The lookupRecord processor is not suppose to work in a chain  where the next lookup will filter based on the result of the previous one. Each LookupRecord is independent call to the database and it will return a result from the whole dataset based on the specified key. If you want to lookup record by multiple keys then you probably need to create new column  that join all those key columns values together and use that in your lookupRecord, For example I would create a column called CompanyID_FiscalYear to join both values and use this column as my lookup key. In the dynamic property key of the LookupRecord you can use the concat function to concatenate values from different path:

https://nifi.apache.org/docs/nifi-docs/html/record-path-guide.html#concat

 

If that helps please accept solution.

Thanks

avatar
New Contributor

I also had the same issue here and I’m new to Apache NiFi. Just curious does this way of concatenation a well accepted method for multi-column lookup in NiFi community? I’m asking because because it does not sounds efficient from database perspective where you use more storage space. And then you need to index this concatenated column for lookup speed.

Another consideration is that should we use stored procedure in database (MySQL for example) to do this kind of multi-column lookup? In this way there is no additional column created. But in this way I don’t know how to send these results from stored procedure back to my NiFi flow for subsequent processing.

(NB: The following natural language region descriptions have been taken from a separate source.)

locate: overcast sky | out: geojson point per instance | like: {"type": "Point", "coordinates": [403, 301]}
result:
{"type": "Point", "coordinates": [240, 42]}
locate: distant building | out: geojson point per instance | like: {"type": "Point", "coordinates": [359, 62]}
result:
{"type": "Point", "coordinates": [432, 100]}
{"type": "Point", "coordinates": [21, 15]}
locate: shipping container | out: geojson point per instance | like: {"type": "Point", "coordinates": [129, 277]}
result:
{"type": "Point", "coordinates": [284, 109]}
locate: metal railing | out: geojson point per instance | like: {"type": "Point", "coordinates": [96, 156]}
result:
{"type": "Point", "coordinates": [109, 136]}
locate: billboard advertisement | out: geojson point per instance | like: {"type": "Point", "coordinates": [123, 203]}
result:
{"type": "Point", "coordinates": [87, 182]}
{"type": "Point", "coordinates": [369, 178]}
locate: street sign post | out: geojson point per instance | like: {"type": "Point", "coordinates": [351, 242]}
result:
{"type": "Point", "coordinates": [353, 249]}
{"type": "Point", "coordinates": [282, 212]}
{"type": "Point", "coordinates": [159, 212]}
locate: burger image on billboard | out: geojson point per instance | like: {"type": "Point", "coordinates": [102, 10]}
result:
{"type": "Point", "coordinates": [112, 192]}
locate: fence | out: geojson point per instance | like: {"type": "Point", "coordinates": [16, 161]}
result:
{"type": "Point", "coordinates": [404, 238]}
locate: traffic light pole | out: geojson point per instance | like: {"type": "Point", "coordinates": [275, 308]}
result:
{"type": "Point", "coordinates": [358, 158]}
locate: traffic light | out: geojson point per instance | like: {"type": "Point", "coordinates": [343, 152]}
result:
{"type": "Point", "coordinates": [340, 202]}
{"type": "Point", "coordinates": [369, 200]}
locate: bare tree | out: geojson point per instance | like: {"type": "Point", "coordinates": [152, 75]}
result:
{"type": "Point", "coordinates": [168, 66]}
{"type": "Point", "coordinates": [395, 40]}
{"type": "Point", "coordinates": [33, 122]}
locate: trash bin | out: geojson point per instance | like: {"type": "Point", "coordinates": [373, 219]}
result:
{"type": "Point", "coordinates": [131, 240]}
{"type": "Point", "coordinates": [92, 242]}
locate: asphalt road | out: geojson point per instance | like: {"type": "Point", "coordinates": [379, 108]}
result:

Thanks and looking forward to your reply!

avatar
Rising Star

Dear @SAMSAL ,

I also have the same concern with @BigJames , Is concatenation the most logical approach in this context? Additionally, how should we handle NULL values? I assume that concatenating NULL values may not be feasible.

Thank you so much in advance!

avatar

@jarviszzzz, @BigJames ,

I understand your concern specially when you have too many columns to check against and large amount of records where indexing can make big difference in response time. It seems that the LookupRecord is intended for simpler cases where you are checking against one key that is not  nullable. For your case I would suggest two options:

 

1- You can use ExecuteSQL\ExecuteSQLRecord instead of LookupRecord. To use this option you need to extract all data used to filter, update or insert into flowfile attributes since the content will change after ExecuteSQL. Using this processor  you can specify the select statement ( in the SQL Select Query property ) with where clause that checks against all fields. The select property allows Expression Language which means you can use flowfile attributes to populate values dynamically. Using SQL and EL also you can handle null values accordingly. Now to check if there is a match or not , you can use simple RouteOnAttribute processor with one condition (dynamic property) :

IsRecordFound: ${fileSize:gt(0)}

the "fileSize" is a system attribute that gives you the size of the flowfile content, If it's 0 then there is no content return which mean no match , otherwise there is a match.

 

2- Defer checking for match (update) and no match (insert) to SQL . I like this approach because you are doing one trip to sql instead of two. This approach also requires you to extract all data into flowfile attributes. Basically you create stored proc where you pass record data as parameters ( or json if your sql can parse json). You can run this stored proc using PutSQL processor. The SQL statement property allows for Expression Language which mean you can pass stored proc parameter values dynamically. Inside the stored proc you can check if the record exist or not and do the proper action. One thing you have to be careful with using this approach is using asynchronous calls to the store proc with multi threading or on a cluster as this might end up in sql in sql deadlock exception which you can retry within nifi or the stored proc itself.

 

I'm looping other experts  like @MattWho , @cotopaul  to see if they can provide other input as well.

Thanks

 

avatar
Rising Star

Dear @SAMSAL ,

Thank you so much for helping, we tried different ways, and we decided to use the solution that you mention above by concatenating those columns.